Expedia Beats Estimates as Acquisitions Add to Revenueby
HomeAway's traveler fees kicked in ahead of schedule
Expedia bought back $312 million in stock during the quarter
Expedia Inc. topped profit estimates as revenue from its recently acquired home rental business HomeAway Inc. kicked in ahead of expectations and strengthening foreign currencies mitigated the effects of the high U.S. dollar.
Profit, excluding some costs, was 9 cents a share in the first quarter, the Bellevue, Washington-based company said Thursday in a statement, compared with the average analyst estimate of a loss of 6 cents. Sales increased 38 percent to $1.90 billion, compared with the average estimate of $1.84 billion, according to data compiled by Bloomberg.
Expedia is working to expand revenue after spending more than $6 billion last year to buy HomeAway and rival Orbitz Inc. HomeAway started charging travelers a fee ahead of schedule and the impact of the extra cost hasn’t had a material effect on bookings, Chief Financial Officer Mark Okerstrom said in a phone interview.

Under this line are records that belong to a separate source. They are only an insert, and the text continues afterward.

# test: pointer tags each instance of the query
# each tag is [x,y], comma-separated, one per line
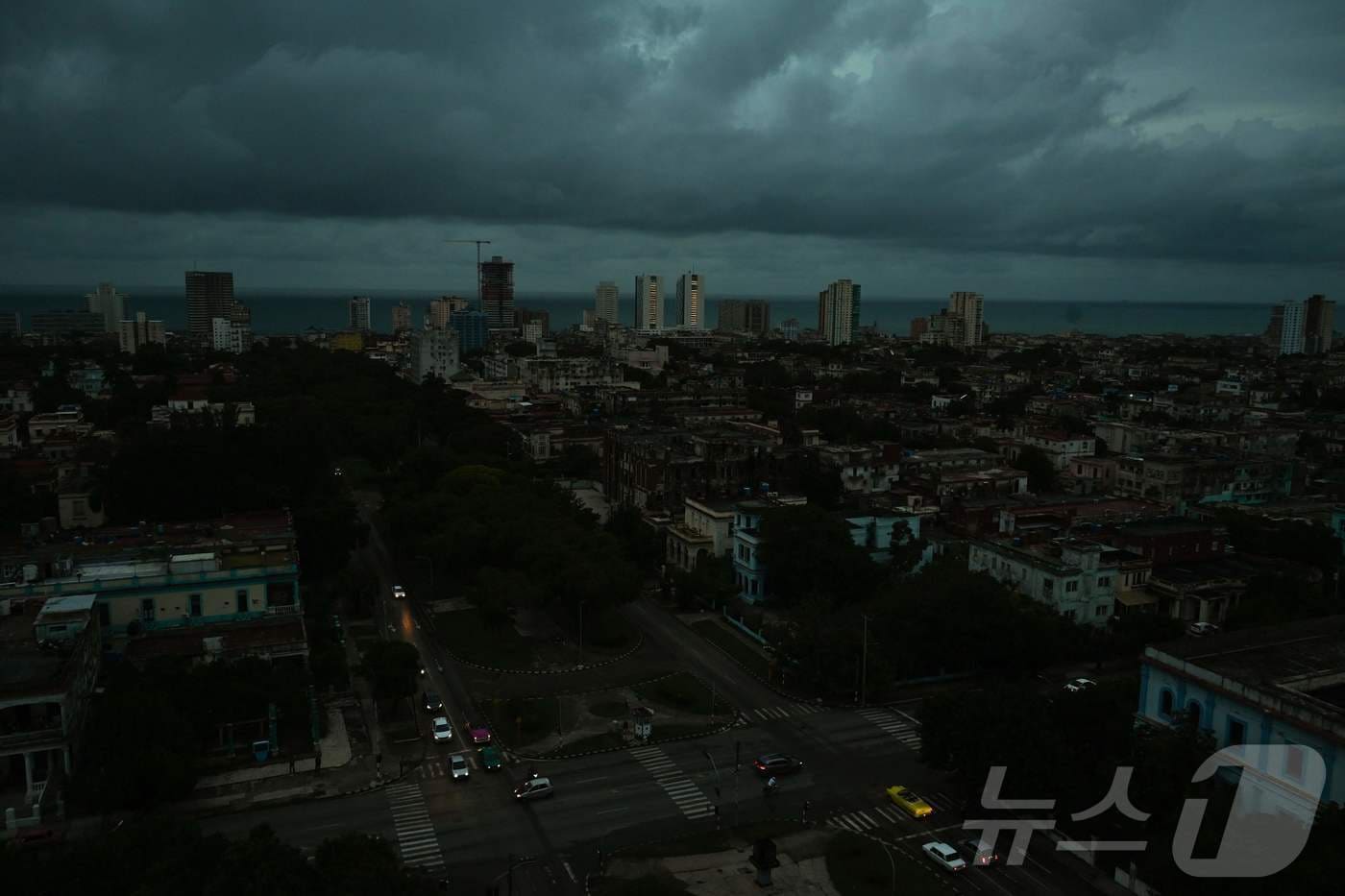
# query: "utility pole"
[477,267]
[864,664]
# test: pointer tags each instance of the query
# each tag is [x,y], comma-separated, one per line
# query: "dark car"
[777,764]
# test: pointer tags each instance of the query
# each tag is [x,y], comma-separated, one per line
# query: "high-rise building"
[690,301]
[108,303]
[140,332]
[854,311]
[473,329]
[744,315]
[66,323]
[401,318]
[210,294]
[836,312]
[1291,328]
[359,314]
[433,351]
[607,302]
[1318,325]
[498,292]
[648,303]
[970,307]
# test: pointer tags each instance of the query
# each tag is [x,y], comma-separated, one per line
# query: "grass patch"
[860,866]
[682,691]
[661,884]
[750,657]
[609,709]
[468,638]
[607,740]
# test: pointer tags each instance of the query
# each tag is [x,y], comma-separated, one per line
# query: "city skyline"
[1159,160]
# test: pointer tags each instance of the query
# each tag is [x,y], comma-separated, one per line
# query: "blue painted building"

“No negative implications on the business so far and really things are tracking very, very nicely,” Okerstrom said. HomeAway contributed $142 million in revenue during the quarter.
The shares gained as much as 10 percent Friday morning in New York, the biggest intraday jump in two months. They were trading at $115.00, up 7.5 percent, at 9:49 a.m. The stock declined 14 percent this year through Thursday. Expedia said it bought back $312 million of its shares during the quarter.

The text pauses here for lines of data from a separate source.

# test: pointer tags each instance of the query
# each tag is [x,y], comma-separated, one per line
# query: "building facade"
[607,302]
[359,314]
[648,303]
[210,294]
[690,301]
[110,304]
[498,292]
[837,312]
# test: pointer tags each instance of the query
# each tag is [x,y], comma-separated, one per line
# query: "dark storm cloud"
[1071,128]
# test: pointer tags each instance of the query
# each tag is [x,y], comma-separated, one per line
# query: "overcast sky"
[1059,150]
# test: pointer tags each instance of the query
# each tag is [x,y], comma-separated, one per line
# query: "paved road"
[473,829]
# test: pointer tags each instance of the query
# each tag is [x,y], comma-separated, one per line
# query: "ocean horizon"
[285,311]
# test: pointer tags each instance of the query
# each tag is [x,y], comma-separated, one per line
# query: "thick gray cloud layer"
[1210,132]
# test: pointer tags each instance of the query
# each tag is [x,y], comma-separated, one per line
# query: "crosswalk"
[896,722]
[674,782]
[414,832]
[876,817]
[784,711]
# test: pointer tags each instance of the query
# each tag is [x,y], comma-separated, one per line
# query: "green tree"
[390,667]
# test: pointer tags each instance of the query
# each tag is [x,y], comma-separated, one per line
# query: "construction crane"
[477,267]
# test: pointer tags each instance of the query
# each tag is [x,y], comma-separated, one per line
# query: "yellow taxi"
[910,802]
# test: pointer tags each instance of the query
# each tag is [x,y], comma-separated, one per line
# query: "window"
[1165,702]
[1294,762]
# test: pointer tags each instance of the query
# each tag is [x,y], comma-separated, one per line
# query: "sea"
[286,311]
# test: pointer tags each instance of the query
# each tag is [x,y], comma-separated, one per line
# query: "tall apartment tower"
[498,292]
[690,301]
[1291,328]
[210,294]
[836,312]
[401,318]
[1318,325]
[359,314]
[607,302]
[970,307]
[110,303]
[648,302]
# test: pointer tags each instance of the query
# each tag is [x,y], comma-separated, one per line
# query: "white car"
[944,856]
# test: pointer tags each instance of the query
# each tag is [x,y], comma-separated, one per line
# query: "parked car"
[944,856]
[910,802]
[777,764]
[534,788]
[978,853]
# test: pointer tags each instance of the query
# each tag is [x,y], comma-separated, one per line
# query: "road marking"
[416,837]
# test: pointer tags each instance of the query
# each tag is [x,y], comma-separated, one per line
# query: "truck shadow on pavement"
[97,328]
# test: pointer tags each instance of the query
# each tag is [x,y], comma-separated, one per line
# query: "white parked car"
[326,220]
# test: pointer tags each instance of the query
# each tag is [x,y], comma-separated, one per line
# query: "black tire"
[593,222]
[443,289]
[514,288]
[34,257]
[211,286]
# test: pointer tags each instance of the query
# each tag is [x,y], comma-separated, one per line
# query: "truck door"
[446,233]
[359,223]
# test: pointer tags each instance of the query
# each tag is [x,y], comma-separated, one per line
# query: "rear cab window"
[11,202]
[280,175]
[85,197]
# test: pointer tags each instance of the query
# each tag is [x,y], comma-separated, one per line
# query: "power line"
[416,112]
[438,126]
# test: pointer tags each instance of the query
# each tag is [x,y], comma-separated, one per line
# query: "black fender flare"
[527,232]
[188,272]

Expedia generated 41 percent of its revenue overseas in the quarter. The value of the dollar declined 4.1 percent versus 10 leading currencies during the period, lessening the effects on the company’s earnings.
The company increased spending 44 percent to $1.9 billion from the same period a year earlier, building out new data centers, almost doubling its marketing budget and hiring new employees to work on technology projects.